Qué mayor libertad que esa. La de evitar el calvario propio y de paso el ajeno. El del espectador que asiste atónito al sufrimiento de los suyos, y que guardará en la memoria recuerdos como los míos. Es una ley -aprobada hace un año con los votos en contra del PP y Vox- tan garantista como es el documento que ofrece la Comunidad de Madrid presidida por Isabel Díaz-Ayuso. Donde todo está bajo el control del personal sanitario. Donde el enfermo puede cambiar de opinión si así lo considera. No hay decisiones en caliente, no hay amateurismo. Es un diálogo maduro con la muerte cuando la divisas y ves que no está tan lejos.

Es un bofetón a los que dicen, ellos sí, que defienden la vida. Que se parten tanto el pecho con ella, que están dispuestos a exprimirla hasta las últimas consecuencias. Pagaría por saber qué harán ellos cuando les toque. Cuando vean el dolor no en plaza ajena, sino en la propia. Pagaría por saber cuántos han ido ya o estarán pidiendo cita en ese centro de salud de la calle de Espronceda, como hice yo este último San Valentín.

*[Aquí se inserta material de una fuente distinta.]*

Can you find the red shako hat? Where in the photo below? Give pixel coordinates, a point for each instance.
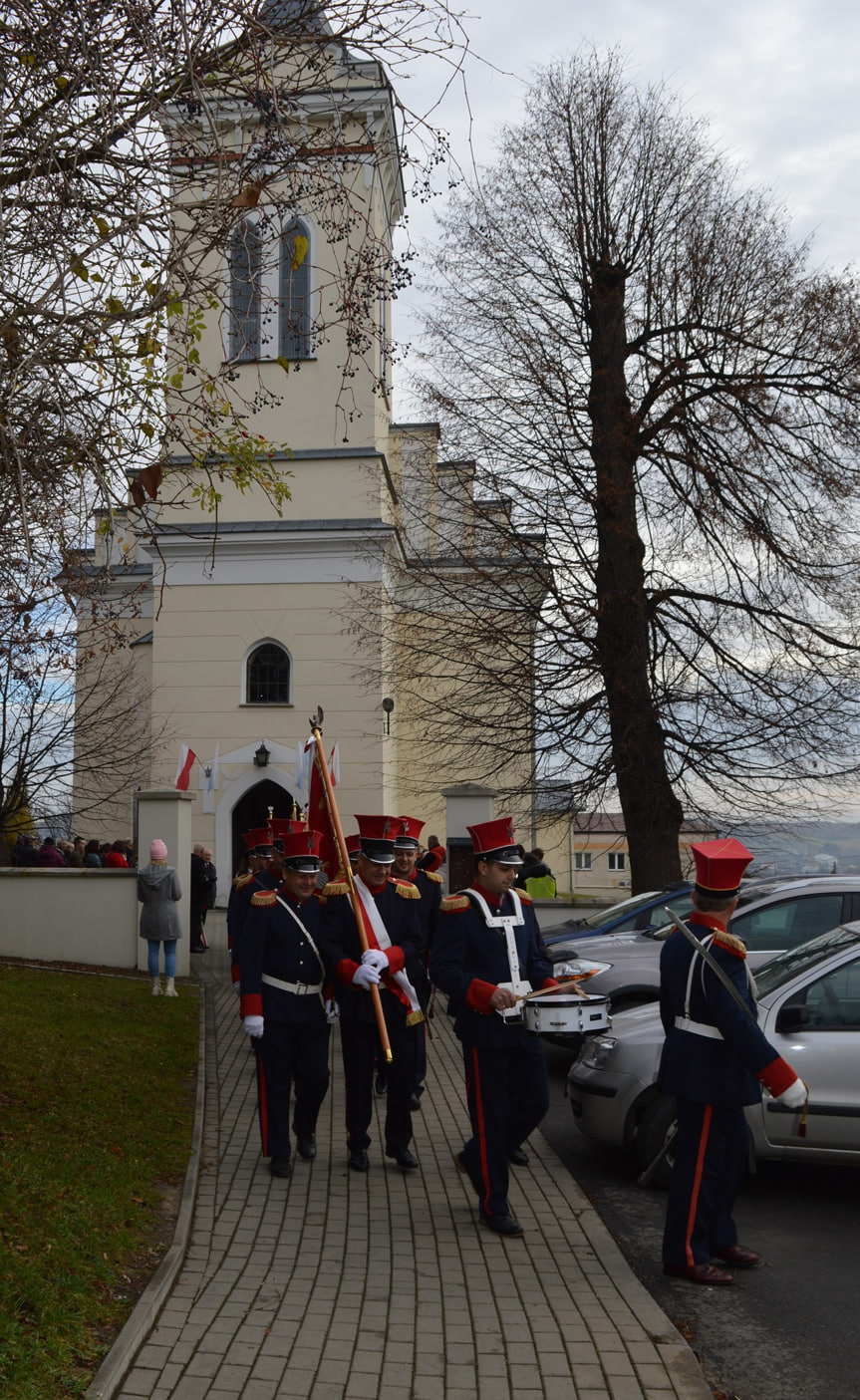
(258, 840)
(720, 865)
(494, 840)
(407, 839)
(377, 837)
(303, 850)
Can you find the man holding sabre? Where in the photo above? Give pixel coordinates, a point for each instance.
(715, 1060)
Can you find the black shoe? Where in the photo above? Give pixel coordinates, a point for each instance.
(461, 1164)
(403, 1157)
(503, 1226)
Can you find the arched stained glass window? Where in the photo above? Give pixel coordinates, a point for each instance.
(294, 293)
(245, 265)
(268, 675)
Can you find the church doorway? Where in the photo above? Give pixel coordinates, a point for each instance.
(252, 809)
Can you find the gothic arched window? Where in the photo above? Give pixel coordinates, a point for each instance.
(268, 675)
(245, 266)
(294, 293)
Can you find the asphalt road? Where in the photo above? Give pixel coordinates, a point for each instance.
(789, 1331)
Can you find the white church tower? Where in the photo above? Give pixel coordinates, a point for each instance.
(241, 615)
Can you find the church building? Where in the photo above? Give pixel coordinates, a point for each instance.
(242, 614)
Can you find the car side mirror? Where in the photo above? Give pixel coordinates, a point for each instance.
(793, 1018)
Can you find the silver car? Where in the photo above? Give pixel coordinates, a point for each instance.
(772, 916)
(808, 1009)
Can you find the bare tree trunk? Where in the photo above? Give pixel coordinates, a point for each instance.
(652, 811)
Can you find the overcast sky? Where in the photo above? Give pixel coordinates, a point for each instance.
(777, 79)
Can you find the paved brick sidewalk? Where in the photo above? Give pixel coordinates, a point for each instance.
(338, 1285)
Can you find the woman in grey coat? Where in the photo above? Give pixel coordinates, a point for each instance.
(158, 892)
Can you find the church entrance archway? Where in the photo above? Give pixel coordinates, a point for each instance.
(252, 809)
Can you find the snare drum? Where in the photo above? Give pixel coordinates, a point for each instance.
(559, 1013)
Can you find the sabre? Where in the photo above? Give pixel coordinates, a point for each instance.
(353, 894)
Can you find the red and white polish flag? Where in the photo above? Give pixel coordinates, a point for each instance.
(186, 762)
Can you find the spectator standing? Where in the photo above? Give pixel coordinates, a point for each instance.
(158, 891)
(49, 857)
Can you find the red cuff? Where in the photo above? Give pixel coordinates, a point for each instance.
(477, 995)
(777, 1075)
(346, 971)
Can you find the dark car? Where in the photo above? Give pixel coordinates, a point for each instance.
(639, 913)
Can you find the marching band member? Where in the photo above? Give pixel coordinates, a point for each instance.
(393, 962)
(715, 1060)
(486, 953)
(283, 1005)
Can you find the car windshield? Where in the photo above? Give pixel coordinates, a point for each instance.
(628, 908)
(796, 961)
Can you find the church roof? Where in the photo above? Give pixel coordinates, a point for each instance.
(294, 14)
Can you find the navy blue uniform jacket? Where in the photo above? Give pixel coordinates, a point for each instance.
(341, 946)
(273, 944)
(694, 1067)
(469, 960)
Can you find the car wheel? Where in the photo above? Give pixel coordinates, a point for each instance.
(650, 1138)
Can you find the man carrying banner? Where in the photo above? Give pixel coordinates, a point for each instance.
(487, 951)
(393, 964)
(283, 1005)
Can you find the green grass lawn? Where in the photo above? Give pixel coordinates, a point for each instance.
(97, 1095)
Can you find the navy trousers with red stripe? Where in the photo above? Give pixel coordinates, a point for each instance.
(507, 1096)
(711, 1160)
(290, 1057)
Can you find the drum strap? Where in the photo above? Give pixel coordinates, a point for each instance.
(506, 925)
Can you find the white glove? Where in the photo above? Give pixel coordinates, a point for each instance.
(376, 958)
(794, 1096)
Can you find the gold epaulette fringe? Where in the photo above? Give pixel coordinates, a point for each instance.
(407, 891)
(729, 944)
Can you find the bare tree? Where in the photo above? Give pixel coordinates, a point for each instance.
(114, 115)
(663, 388)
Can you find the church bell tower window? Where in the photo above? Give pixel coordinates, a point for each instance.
(294, 293)
(268, 675)
(245, 268)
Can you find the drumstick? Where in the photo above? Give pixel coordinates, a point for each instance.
(560, 985)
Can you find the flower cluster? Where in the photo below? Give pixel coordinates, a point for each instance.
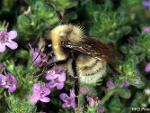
(92, 101)
(38, 58)
(69, 100)
(7, 81)
(39, 93)
(56, 77)
(6, 39)
(147, 67)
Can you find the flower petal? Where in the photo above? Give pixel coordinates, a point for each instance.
(62, 77)
(33, 99)
(147, 67)
(12, 45)
(12, 34)
(51, 84)
(2, 80)
(12, 88)
(60, 85)
(63, 97)
(52, 77)
(2, 47)
(45, 99)
(66, 105)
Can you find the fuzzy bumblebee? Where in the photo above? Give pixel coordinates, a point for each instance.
(85, 55)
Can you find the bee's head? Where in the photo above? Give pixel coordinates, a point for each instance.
(67, 33)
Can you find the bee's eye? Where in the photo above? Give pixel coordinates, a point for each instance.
(49, 45)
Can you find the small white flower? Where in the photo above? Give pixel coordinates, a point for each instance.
(147, 91)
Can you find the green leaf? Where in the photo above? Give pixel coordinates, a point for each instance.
(124, 93)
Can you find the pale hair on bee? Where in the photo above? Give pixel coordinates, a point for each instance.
(85, 55)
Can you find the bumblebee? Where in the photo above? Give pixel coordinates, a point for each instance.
(82, 55)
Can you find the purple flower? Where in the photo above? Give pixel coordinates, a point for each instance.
(83, 90)
(40, 93)
(146, 29)
(93, 101)
(2, 68)
(147, 68)
(110, 84)
(6, 39)
(9, 82)
(56, 77)
(69, 101)
(146, 3)
(101, 110)
(2, 80)
(37, 57)
(138, 80)
(126, 84)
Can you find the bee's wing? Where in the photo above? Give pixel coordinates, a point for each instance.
(92, 47)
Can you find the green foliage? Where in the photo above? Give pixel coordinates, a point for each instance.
(106, 24)
(19, 105)
(119, 23)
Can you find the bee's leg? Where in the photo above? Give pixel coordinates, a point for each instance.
(75, 75)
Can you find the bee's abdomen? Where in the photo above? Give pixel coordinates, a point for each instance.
(90, 69)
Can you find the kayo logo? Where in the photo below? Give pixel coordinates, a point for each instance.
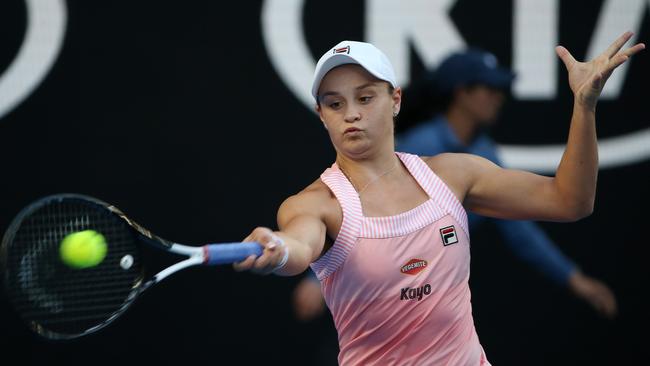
(417, 293)
(46, 22)
(427, 28)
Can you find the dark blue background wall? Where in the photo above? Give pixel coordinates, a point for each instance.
(174, 112)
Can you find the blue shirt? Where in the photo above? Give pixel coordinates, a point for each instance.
(524, 238)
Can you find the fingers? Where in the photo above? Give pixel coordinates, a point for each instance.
(272, 254)
(565, 56)
(617, 44)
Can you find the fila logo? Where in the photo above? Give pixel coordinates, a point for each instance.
(341, 50)
(414, 266)
(448, 235)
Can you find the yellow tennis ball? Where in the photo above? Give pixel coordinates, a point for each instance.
(83, 249)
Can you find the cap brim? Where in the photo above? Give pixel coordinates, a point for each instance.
(330, 63)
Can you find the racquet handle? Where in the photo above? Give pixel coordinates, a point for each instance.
(231, 252)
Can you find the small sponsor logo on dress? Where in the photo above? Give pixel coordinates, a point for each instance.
(448, 235)
(414, 266)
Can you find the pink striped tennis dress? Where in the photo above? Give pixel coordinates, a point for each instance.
(397, 286)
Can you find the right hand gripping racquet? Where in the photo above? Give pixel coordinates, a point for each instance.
(60, 302)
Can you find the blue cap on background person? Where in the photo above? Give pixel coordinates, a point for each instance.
(471, 67)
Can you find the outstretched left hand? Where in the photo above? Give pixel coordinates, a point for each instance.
(587, 79)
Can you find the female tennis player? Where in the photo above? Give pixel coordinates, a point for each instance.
(386, 232)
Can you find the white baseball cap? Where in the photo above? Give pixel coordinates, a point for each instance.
(352, 52)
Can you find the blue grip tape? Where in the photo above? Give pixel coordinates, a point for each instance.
(231, 252)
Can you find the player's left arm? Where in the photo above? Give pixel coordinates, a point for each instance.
(569, 195)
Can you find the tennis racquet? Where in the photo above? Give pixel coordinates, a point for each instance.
(59, 302)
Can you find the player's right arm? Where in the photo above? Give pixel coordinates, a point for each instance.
(303, 230)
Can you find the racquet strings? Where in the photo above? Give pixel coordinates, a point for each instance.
(58, 301)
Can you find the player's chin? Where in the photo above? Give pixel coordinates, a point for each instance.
(357, 148)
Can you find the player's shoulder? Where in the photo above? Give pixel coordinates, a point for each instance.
(313, 199)
(452, 161)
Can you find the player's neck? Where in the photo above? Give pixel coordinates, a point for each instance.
(362, 173)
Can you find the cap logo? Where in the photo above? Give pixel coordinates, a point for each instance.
(414, 266)
(490, 60)
(341, 50)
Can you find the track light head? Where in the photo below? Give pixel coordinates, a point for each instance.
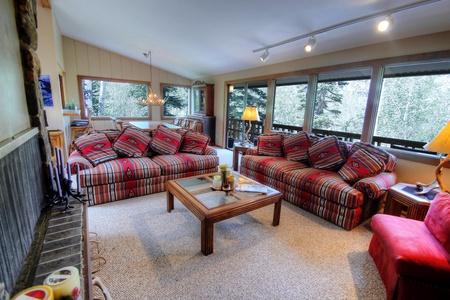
(309, 47)
(265, 56)
(385, 24)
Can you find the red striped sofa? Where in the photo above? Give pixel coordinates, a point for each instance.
(127, 177)
(316, 181)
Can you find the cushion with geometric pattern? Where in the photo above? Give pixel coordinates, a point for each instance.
(361, 164)
(296, 146)
(194, 142)
(270, 144)
(326, 154)
(95, 147)
(131, 142)
(166, 140)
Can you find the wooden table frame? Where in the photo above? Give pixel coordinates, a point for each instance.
(208, 217)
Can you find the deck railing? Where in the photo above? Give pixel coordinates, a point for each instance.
(235, 131)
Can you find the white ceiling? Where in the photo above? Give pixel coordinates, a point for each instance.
(201, 38)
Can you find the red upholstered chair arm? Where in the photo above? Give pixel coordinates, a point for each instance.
(375, 186)
(210, 151)
(416, 252)
(252, 151)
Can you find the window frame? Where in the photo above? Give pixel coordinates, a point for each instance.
(162, 85)
(83, 109)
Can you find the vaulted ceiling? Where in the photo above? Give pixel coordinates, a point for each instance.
(201, 38)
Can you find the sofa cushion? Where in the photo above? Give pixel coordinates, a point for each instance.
(438, 219)
(96, 148)
(326, 154)
(361, 164)
(194, 142)
(119, 170)
(296, 146)
(273, 167)
(166, 141)
(270, 144)
(325, 184)
(185, 163)
(131, 142)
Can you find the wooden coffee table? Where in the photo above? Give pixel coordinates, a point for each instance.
(212, 206)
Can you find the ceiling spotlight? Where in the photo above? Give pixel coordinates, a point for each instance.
(265, 56)
(385, 24)
(309, 47)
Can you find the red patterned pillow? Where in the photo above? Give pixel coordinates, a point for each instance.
(270, 144)
(296, 146)
(131, 142)
(95, 147)
(166, 141)
(194, 142)
(361, 164)
(326, 154)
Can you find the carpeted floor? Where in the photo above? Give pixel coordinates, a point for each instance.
(153, 254)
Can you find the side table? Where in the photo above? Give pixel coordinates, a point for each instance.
(402, 197)
(238, 148)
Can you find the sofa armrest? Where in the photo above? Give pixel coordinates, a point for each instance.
(375, 186)
(75, 158)
(251, 151)
(210, 151)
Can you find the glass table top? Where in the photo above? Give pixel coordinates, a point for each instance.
(201, 189)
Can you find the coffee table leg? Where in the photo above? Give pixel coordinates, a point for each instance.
(169, 198)
(276, 213)
(207, 237)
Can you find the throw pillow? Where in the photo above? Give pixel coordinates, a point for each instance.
(296, 146)
(270, 144)
(437, 219)
(131, 142)
(326, 154)
(95, 147)
(361, 164)
(194, 142)
(166, 141)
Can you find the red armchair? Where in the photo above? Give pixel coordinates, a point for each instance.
(413, 257)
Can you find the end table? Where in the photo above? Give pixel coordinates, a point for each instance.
(402, 197)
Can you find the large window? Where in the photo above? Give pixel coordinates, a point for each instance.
(113, 98)
(414, 103)
(290, 101)
(177, 100)
(341, 101)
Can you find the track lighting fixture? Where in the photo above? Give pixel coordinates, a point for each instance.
(309, 47)
(265, 56)
(385, 24)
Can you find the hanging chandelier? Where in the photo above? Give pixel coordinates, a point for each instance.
(152, 98)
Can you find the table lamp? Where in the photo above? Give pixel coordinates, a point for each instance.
(250, 114)
(440, 144)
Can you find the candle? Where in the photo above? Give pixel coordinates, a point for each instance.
(41, 292)
(57, 160)
(78, 179)
(65, 283)
(52, 179)
(61, 164)
(69, 173)
(58, 184)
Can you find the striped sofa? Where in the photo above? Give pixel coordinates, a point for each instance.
(319, 188)
(126, 177)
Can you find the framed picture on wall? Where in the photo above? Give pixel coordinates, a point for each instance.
(46, 88)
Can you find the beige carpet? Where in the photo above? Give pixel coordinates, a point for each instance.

El 14 de febrero tuve una cita. Me arreglé, pero sin pasarme, me maquillé, pero poco y cogí el autobús hasta llegar a mi destino. A las cuatro menos cinco de la tarde subí las escaleras hasta llegar al tercer piso y llamé a la puerta en la que colgaba un cartel con la palabra 'Gerencia'. La mujer que estaba en su interior me animó a pasar y me invitó a sentarme. "¿Tenía cita a las cuatro, verdad?", me dijo. Dije que sí y eché mano al bolso. De su interior saqué unos cuantos folios que había rellenado el fin de semana anterior. Con la letra pulcra y pequeña que me enseñaron a hacer las hermanas Calasancias.